Scientists have uncovered a “hidden” chapter of the Bible written about 1,500 years ago in a manuscript stored in the Vatican Library.
The previously lost section represents one of the earliest translations of the Gospels, written in Old Syriac script, which long eluded scholars for a rather simple reason: the text had been erased over a millennium ago.
Per a report from The Independent, the practice of erasing and reusing manuscripts was relatively common during the Middle Ages. Parchment was scarce, so when scribes were tasked with updating translations of the Bible and other books, it often meant fully replacing the original text.
Grigory Kessel, a researcher from the Austrian Academy of Sciences, analyzed one updated script, utilizing UV light to reveal traces of the ancient Syriac text. He and his team then uncovered the long-lost Syriac interpretation of chapters 11 through 12 from Matthew.
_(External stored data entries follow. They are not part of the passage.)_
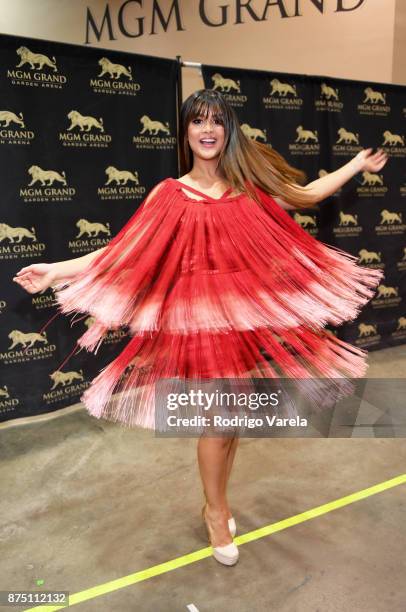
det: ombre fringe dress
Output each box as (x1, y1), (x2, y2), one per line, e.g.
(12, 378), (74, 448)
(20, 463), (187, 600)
(55, 177), (383, 429)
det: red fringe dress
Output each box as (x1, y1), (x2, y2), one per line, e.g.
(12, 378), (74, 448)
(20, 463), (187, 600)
(55, 177), (383, 429)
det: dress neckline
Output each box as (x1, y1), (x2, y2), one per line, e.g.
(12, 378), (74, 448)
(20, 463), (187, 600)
(170, 177), (241, 202)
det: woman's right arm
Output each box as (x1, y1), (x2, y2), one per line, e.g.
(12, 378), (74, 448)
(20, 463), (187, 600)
(13, 247), (107, 294)
(52, 247), (107, 280)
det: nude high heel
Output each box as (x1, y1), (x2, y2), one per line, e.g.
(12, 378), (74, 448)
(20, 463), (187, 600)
(202, 505), (239, 566)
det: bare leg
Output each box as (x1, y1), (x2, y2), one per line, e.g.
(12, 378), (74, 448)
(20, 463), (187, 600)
(197, 435), (235, 547)
(200, 434), (239, 517)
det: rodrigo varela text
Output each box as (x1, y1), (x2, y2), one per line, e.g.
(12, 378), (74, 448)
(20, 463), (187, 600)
(166, 415), (307, 428)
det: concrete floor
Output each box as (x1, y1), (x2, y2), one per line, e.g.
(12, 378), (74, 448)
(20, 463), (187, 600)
(1, 344), (406, 611)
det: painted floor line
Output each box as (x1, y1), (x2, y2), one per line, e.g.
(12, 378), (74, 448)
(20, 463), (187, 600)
(23, 472), (406, 611)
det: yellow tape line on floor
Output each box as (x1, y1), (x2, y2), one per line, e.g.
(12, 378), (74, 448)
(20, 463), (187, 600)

“The tradition of Syriac Christianity knows several translations of the Old and New Testaments,” he said. “Until recently, only two manuscripts were known to contain the Old Syriac translation of the gospels.”
One of these manuscripts is kept in the British Library in London; the other is stored in St. Catherine’s Monastery at Mount Sinai. Fragments of a third manuscript were also recently found during the “Sinai Palimpsests Project.”
The project aims to use state-of-the-art spectral imaging processes to recover erased texts from old manuscripts being kept at St. Catherine’s, the world’s oldest continually operating monastery.
The most recently discovered Syriac manuscript fragments found by Kessel in the Vatican Library were actually hidden under three layers of the manuscript. In other words, the Old Syriac text had been erased and written over, and then the same was later done to that text.
“The Gospel text is hidden in the sense that the early 6th-century parchment copy of the Gospels Book was reused twice,” Kessel explained to The Daily Mail, “and today on the same page one can find three layers of writing (Syriac – Greek – Georgian).”